Land commence par quelques citations :
David Graeber : « Il me semble que si l’on pousse ce raisonnement jusqu’à sa conclusion logique, la seule façon d’avoir une société véritablement démocratique serait également d’abolir le capitalisme dans son état actuel. »
Marina Sitrin : « Nous ne pouvons pas avoir la démocratie avec le capitalisme... La démocratie et le capitalisme ne fonctionnent pas ensemble. »

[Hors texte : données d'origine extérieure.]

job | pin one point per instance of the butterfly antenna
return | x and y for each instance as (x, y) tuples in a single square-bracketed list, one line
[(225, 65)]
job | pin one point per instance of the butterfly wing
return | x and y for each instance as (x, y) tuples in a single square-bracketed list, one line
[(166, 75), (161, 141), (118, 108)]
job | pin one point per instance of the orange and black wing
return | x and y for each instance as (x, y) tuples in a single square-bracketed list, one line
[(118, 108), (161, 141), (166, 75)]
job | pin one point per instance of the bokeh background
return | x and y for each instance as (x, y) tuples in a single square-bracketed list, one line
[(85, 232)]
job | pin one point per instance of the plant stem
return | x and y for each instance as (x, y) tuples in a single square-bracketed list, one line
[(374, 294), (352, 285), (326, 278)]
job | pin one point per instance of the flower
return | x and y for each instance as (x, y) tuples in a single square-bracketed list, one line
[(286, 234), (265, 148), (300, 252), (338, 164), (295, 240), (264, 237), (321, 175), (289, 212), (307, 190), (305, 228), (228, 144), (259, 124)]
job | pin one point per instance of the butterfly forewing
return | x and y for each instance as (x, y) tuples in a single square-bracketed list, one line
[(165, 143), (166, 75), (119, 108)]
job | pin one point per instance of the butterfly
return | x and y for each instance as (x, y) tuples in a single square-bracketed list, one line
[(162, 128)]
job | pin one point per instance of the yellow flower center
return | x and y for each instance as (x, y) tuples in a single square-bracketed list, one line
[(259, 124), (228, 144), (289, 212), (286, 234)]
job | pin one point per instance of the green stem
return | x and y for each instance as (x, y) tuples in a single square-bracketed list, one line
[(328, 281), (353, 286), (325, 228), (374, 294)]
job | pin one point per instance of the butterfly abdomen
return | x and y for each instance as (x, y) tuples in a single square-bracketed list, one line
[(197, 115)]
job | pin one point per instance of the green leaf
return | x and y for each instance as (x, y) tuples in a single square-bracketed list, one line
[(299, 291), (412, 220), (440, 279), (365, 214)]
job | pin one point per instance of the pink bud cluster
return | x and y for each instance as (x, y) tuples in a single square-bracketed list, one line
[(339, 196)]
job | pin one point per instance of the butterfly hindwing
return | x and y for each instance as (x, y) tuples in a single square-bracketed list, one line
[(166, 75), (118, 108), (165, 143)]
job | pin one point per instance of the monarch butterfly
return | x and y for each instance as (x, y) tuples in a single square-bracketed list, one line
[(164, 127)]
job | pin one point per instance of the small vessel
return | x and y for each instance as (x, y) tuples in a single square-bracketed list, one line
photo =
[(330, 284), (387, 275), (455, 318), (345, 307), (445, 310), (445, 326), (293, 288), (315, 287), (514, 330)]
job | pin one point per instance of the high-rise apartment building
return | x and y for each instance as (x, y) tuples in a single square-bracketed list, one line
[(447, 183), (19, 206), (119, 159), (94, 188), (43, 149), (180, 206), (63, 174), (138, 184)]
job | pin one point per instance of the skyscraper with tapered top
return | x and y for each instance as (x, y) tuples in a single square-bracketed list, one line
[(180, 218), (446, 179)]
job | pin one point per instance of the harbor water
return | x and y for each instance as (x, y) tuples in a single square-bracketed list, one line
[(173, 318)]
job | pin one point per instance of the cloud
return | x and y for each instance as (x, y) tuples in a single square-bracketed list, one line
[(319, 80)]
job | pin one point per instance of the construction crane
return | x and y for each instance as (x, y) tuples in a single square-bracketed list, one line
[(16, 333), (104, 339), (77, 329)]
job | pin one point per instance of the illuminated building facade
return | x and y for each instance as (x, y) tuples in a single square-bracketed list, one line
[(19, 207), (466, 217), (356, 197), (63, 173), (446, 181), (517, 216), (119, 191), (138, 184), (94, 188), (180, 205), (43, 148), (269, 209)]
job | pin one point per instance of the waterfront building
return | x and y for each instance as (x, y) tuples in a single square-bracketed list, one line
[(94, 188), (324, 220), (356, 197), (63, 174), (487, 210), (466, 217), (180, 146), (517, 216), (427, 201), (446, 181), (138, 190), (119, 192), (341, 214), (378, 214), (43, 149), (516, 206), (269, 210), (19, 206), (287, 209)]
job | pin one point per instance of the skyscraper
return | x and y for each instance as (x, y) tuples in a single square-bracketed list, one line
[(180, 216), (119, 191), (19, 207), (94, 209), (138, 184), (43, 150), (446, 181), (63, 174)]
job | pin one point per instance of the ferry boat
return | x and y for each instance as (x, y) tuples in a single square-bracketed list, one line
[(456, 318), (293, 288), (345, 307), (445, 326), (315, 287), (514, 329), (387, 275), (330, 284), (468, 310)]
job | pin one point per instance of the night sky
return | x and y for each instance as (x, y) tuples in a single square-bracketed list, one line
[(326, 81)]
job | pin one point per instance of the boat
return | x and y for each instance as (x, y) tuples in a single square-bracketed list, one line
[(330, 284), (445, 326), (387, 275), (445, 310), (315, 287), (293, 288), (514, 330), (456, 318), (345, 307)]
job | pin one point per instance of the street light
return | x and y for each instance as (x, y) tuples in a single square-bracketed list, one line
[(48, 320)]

Il continue d’explorer le lien entre démocratie et liberté. Malicieusement, Il rappelle que le mot démocratie n’apparaît pas dans la Déclaration d’Indépendance (1776) ni dans la Contitution des États unis de 1789. Selon lui, les pères fondateurs de l’Amérique étaient sceptiques et inquiets à l’égard de la démocratie. Les auteurs de la Constitution ont voulu limiter le pouvoir de l’État fédéral. Ils affichaient une hantise face à la tyrannie de la volonté générale.
Les constituants concentrent leur volonté sur de Locke privilégiant le droit à la vie, la liberté et surtout la propriété.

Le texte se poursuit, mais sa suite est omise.